How This Monetary Experiment Will End
In its optimal state, credit creates sufficient growth to pay society’s constantly compounding debts. When unable to do so, debt is paid by borrowing against future growth and in capitalism’s end game, aggregate debt exponentially expands until it can no longer be repaid except by exponentially depreciating paper money.
In 2010, in Will the US Devalue the Dollar, I wrote: “… Today, the US, the world’s largest debtor, can no longer pay what it owes except by rolling its debt forward and borrowing more in what the late economist Hyman Minsky called ponzi-financing, financing common in the final stages of mature capital systems.”

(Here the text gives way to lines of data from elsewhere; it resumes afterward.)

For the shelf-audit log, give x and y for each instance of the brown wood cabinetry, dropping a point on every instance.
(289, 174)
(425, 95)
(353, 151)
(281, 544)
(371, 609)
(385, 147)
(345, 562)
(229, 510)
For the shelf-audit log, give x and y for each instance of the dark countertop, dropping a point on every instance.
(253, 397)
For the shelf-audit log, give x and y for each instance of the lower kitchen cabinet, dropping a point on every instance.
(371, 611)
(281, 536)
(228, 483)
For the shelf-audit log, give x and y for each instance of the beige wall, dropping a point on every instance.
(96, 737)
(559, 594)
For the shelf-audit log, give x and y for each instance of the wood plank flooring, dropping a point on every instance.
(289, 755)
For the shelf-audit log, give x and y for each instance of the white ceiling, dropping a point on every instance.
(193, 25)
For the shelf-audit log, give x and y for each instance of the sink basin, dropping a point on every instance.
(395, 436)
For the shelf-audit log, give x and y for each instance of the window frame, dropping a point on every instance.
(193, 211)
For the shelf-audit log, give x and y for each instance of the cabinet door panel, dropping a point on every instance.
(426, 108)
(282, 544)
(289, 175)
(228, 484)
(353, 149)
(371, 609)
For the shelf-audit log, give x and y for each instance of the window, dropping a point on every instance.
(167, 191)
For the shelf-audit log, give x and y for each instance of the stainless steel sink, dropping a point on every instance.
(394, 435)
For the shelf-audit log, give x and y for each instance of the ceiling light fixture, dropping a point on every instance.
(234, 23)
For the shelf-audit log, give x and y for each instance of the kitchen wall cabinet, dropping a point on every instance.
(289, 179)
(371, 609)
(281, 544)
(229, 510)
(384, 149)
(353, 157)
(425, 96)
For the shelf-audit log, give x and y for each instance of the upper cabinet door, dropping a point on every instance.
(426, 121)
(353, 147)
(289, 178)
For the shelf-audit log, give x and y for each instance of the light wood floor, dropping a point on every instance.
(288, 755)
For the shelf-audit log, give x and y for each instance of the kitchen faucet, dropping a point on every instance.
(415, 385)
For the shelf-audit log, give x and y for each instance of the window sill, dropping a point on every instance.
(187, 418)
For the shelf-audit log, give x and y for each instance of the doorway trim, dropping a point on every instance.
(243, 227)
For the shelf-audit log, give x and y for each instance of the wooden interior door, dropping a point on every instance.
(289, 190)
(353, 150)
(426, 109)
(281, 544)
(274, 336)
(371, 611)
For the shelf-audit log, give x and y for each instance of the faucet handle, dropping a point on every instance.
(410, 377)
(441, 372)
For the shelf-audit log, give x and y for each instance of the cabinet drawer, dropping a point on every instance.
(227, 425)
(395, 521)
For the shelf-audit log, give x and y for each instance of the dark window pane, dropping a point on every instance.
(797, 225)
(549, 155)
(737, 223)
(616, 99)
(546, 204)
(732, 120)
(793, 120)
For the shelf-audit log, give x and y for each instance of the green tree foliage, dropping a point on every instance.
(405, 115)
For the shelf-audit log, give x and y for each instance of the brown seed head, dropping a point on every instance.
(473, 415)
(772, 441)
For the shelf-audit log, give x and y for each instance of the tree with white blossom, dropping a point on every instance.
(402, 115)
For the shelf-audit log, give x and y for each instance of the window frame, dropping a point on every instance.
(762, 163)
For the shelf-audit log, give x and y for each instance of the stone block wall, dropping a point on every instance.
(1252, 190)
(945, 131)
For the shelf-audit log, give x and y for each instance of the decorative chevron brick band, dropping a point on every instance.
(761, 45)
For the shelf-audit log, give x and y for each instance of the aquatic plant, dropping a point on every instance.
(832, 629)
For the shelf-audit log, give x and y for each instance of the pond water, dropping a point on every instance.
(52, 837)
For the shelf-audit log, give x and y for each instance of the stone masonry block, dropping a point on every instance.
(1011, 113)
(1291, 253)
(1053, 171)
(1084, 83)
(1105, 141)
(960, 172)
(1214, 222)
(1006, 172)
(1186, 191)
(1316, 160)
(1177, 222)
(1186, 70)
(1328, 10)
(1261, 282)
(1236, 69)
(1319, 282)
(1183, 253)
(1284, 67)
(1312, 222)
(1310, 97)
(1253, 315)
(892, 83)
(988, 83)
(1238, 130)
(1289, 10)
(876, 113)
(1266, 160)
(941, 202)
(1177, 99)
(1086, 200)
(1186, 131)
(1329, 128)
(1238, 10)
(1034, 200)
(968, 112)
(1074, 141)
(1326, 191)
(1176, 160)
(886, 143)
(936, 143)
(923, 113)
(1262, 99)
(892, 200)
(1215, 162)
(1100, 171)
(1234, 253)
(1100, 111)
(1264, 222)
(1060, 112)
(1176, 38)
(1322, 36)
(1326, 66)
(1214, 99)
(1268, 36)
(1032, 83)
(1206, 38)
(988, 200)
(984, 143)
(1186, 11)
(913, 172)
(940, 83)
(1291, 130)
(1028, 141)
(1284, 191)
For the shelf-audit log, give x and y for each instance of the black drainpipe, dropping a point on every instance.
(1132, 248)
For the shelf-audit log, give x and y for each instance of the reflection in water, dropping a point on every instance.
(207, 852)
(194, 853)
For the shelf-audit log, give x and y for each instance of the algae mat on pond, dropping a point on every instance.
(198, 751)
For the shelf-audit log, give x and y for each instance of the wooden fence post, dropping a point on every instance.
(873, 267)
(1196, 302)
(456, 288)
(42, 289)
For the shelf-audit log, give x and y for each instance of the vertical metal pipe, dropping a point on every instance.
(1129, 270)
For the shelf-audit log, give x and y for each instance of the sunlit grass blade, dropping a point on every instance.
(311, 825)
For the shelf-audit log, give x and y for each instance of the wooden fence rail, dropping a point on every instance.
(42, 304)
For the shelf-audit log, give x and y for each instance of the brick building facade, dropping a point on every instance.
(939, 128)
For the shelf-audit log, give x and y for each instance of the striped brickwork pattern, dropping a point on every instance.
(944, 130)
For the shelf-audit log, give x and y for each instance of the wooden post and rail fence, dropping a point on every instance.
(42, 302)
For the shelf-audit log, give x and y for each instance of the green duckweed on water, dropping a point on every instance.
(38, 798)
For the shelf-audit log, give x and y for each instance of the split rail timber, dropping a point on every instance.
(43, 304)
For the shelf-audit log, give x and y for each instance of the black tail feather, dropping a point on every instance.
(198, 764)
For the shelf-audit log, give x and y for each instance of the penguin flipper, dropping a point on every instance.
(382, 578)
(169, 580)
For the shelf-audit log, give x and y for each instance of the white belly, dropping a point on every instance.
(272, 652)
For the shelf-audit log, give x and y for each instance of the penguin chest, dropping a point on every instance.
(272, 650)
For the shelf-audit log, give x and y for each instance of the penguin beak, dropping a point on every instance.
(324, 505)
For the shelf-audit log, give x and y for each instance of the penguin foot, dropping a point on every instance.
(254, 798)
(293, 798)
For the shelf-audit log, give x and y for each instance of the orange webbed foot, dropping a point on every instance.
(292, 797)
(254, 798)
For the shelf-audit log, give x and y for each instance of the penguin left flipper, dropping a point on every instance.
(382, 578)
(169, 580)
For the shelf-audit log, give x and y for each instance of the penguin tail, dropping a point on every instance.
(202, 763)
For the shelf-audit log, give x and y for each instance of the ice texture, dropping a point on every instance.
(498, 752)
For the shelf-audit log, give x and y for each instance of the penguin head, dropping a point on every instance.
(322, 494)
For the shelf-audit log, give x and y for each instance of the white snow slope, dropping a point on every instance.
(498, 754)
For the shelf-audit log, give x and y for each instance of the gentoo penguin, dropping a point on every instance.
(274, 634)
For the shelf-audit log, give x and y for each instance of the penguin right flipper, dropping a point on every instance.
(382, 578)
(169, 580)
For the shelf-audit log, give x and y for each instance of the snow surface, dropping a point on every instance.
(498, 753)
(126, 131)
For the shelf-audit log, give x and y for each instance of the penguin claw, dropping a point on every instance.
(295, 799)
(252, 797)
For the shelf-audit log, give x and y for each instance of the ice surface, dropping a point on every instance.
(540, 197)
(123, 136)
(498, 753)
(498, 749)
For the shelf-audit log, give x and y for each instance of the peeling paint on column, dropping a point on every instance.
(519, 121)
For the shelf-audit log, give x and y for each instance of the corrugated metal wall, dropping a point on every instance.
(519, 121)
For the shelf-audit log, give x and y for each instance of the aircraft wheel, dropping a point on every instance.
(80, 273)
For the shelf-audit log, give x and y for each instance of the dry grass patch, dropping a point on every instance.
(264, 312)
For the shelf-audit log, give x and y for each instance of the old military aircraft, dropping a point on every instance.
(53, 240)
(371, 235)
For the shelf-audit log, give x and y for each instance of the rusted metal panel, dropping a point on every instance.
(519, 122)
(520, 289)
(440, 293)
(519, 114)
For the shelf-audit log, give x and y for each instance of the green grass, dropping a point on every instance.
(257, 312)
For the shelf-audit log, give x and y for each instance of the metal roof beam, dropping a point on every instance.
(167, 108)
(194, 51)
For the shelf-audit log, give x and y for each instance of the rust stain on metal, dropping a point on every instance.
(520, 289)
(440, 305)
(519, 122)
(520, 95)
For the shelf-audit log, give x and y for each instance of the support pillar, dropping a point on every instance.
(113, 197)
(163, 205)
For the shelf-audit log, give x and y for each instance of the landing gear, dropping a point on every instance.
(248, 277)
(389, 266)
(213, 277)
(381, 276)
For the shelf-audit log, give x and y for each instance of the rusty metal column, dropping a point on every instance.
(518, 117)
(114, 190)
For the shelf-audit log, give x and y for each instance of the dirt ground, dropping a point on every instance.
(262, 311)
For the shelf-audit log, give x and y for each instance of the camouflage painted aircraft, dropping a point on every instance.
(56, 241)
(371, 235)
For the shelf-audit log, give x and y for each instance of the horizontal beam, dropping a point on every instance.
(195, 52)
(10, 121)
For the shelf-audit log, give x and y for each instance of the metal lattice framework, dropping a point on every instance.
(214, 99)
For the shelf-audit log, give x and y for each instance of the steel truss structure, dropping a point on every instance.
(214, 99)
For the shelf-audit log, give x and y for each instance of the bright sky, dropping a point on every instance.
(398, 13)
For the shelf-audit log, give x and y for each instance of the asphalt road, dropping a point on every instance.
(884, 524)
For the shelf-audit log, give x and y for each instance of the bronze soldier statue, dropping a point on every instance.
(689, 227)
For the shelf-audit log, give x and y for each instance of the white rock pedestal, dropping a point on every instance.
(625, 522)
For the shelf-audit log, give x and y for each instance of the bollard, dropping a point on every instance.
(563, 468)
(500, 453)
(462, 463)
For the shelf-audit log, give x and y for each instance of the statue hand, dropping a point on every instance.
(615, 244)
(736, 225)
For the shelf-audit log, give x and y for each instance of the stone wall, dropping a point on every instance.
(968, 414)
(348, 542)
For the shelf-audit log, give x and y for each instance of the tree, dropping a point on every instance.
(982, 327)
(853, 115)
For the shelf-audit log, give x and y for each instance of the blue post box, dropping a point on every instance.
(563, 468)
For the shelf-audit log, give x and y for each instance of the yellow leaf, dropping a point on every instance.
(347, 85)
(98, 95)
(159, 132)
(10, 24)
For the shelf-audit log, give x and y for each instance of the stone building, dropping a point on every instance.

“… the United States government and its agencies have, by far, the largest pile-up of interest-bearing debts ($15.6 trillion), the largest accumulation of unsecured obligations (over $60 trillion), the largest yearly deficit ($1.6 trillion), and the greatest indebtedness to the rest of the world ($4.8 trillion).”
Martin D. Weiss, www.moneyandmarkets.com, 2010
Four years later in 2014, the aggregate amount of US debt is now $17.2 trillion of which the Federal Reserve has become the largest buyer; as China, for years the largest buyer of US debt, is losing its appetite for America’s increasingly suspect IOUs.